Dr Franke Ghostwriter
Nochmal zum § 812:
Wie schon richtig gesagt, ist es eben h.M. und gängige Rtspr. dass eine Anfechtung nur ex nunc wirkt und statt dessen für die Vergangenheit ein faktisches Arbeitsverhältnis angenommen wird.
Grund dafür ist, dass bei einer ex-tunc-Wirkung nach § 812 die erbrachten Leistungen herausgegeben werden müssten. Dies ist bei der erbrachten Arbeitsleistung durch den AN aber nur schwerlich vorstellbar, es wäre höchstens Wertersatz möglich und nur wenn der AG noch bereichert ist.
Der AN hingegen müsste den ganzen Lohn herausgeben (soweit er noch bereichert ist).
Um diese Schwierigkeiten zu vermeiden kommt man zur Theorie des faktischen Arbeitsverhältnisses.



Richtig. In der Regel wird aber § 611 I allein genommen.



§ 122 I greift, wenn eine Willenserklärung nach § 118 nichtig oder auf Grund der §§ 119,120 angefochten wird.
c.i.c. (§§ 280, 311II, 241II) im Gegensatz zu § 122 I verschuldensunabhängig und setzt keinen Vertragsschluss voraus.
Es geht vielmehr um eine vorvertragliche Haftung für verletztes Vertrauen.
Die beiden Haftungen schließen einander aber nicht aus (h.M.).
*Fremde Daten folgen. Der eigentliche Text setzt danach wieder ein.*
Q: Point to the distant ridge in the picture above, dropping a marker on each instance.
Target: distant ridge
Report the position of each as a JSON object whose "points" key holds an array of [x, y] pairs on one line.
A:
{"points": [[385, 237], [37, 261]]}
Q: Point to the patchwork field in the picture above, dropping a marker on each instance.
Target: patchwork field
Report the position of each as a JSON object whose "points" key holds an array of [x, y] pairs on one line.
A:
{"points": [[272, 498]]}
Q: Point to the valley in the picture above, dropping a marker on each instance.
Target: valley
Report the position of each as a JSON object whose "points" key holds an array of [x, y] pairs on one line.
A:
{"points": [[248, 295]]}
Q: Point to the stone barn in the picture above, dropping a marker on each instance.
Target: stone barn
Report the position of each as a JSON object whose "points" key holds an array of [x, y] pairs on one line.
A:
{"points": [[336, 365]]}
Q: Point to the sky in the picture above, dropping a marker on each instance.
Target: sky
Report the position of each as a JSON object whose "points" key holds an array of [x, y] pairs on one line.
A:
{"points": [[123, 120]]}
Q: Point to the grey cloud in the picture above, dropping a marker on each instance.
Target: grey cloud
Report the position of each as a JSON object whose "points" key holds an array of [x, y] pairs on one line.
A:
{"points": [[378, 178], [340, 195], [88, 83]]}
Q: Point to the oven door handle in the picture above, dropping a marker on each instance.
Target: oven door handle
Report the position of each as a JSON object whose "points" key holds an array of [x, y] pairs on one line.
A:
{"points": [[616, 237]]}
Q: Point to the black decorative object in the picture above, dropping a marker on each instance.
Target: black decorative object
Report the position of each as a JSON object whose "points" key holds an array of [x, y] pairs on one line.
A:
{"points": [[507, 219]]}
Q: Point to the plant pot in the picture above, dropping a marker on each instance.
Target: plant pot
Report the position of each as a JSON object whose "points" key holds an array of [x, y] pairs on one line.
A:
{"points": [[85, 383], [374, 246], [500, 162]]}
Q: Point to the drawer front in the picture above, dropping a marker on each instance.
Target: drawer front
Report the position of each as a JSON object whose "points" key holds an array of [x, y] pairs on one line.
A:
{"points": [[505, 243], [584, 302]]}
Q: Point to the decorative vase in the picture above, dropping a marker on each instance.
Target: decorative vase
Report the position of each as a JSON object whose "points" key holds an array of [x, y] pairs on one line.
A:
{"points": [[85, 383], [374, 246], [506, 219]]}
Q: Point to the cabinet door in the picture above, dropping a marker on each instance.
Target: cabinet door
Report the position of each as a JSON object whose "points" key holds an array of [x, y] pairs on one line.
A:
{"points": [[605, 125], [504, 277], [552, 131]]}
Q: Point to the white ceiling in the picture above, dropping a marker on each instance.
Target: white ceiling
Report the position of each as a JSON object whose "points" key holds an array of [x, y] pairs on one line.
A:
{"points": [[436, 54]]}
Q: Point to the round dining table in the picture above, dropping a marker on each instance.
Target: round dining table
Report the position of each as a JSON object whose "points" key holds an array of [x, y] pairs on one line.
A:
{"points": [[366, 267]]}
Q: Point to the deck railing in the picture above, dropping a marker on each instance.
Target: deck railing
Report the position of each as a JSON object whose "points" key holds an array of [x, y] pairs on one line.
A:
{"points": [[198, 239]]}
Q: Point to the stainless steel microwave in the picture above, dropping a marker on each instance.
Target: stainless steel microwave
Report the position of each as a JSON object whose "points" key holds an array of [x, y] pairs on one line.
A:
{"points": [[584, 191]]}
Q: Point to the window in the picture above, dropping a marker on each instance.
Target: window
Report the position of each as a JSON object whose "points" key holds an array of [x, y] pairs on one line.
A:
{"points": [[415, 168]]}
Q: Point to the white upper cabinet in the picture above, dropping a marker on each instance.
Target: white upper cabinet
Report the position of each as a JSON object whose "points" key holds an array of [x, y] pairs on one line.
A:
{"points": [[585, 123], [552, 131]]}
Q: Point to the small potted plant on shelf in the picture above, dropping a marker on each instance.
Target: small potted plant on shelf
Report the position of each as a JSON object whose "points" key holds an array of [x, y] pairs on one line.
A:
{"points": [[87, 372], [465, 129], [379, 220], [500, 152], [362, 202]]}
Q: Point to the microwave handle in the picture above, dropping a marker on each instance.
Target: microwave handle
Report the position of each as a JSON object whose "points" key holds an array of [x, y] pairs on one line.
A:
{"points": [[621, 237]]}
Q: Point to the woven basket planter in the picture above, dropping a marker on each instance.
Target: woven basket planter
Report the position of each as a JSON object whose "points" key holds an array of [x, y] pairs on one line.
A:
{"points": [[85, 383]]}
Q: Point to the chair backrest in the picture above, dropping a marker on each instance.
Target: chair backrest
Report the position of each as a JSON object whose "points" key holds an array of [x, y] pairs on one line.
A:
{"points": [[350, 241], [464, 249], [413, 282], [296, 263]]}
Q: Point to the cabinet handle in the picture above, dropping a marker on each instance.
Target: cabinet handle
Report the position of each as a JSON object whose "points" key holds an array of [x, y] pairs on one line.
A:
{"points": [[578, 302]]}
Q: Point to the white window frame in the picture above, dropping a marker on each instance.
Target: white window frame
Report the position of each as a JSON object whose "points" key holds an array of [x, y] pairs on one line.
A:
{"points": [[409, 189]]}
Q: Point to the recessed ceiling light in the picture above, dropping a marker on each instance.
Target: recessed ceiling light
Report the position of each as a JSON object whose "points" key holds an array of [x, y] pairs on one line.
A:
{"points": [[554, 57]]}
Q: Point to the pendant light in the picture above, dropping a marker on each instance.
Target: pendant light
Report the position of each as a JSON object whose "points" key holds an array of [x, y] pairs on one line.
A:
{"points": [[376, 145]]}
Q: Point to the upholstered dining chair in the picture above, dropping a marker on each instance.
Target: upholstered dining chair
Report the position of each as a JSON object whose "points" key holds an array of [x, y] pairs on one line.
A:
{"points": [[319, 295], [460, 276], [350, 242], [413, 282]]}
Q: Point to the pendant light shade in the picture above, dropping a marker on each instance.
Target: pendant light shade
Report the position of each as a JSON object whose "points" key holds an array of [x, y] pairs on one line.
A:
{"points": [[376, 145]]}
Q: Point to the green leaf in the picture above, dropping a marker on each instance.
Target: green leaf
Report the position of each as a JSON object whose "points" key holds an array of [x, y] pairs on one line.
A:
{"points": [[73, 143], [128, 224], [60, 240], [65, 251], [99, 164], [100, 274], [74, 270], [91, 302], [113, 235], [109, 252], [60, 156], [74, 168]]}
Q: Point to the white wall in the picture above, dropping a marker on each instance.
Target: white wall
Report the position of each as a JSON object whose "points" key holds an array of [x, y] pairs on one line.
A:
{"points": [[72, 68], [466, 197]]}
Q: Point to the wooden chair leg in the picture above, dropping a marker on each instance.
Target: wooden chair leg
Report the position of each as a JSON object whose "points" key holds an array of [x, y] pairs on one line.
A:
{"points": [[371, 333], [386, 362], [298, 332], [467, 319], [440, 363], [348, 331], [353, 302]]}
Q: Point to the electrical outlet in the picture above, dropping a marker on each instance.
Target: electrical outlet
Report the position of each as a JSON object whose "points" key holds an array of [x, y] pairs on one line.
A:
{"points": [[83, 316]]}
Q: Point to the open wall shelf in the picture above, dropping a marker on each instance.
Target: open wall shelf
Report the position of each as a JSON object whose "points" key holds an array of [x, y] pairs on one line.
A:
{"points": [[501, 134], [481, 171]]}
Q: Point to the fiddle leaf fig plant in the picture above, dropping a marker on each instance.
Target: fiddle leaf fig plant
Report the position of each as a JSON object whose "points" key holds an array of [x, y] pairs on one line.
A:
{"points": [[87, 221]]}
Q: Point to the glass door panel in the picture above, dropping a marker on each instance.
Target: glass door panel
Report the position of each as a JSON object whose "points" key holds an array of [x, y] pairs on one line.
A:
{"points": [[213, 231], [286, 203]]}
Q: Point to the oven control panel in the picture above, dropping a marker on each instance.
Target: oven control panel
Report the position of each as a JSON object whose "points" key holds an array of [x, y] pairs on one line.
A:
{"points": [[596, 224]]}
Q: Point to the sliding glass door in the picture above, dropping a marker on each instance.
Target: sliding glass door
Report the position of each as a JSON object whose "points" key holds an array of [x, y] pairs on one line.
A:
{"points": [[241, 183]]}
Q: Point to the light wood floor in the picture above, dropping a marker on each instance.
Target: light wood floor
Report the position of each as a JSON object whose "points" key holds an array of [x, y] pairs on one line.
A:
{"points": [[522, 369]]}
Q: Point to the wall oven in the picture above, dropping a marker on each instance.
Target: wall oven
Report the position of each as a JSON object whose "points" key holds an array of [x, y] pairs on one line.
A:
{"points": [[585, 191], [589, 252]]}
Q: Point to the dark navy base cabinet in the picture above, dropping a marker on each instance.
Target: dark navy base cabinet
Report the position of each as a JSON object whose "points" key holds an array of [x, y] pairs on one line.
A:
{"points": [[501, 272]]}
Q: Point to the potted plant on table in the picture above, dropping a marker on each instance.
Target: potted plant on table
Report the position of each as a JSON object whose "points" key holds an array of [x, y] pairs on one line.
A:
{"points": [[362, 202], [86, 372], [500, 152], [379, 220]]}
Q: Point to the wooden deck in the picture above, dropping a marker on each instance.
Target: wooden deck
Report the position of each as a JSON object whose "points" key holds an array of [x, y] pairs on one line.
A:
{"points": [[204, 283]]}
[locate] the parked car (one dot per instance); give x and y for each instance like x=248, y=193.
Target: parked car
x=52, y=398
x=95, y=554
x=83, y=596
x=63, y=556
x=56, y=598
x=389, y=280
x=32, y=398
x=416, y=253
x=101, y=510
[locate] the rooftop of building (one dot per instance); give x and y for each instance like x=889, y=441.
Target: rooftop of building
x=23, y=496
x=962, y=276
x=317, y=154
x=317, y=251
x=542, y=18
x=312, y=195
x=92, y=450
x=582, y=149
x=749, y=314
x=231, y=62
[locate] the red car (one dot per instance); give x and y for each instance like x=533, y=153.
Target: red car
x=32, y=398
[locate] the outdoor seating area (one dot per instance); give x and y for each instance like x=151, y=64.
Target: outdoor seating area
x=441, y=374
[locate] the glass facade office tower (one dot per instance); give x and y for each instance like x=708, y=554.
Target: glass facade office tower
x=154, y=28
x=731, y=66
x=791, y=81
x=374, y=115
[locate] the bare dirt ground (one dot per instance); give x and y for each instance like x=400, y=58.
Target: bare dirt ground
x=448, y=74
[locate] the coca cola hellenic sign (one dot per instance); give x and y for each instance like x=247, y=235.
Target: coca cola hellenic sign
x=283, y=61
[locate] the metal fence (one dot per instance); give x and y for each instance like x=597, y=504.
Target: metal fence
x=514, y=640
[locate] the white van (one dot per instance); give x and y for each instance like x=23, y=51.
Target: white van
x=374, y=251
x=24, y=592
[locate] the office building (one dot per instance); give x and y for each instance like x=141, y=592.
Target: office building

bei Irrtum über verkehrswesentliche Eigenschaften der Person
anerkannte verkehrswesentliche Eigenschaften -> siehe Skript
z.B. Vorbildung, Vorstrafen soweit einschlägig, Vertrauenswürdigkeit, Gesundheitszustand (nicht jedoch Schwangerschaft)

Vielen Dank für die ausführliche Antwort!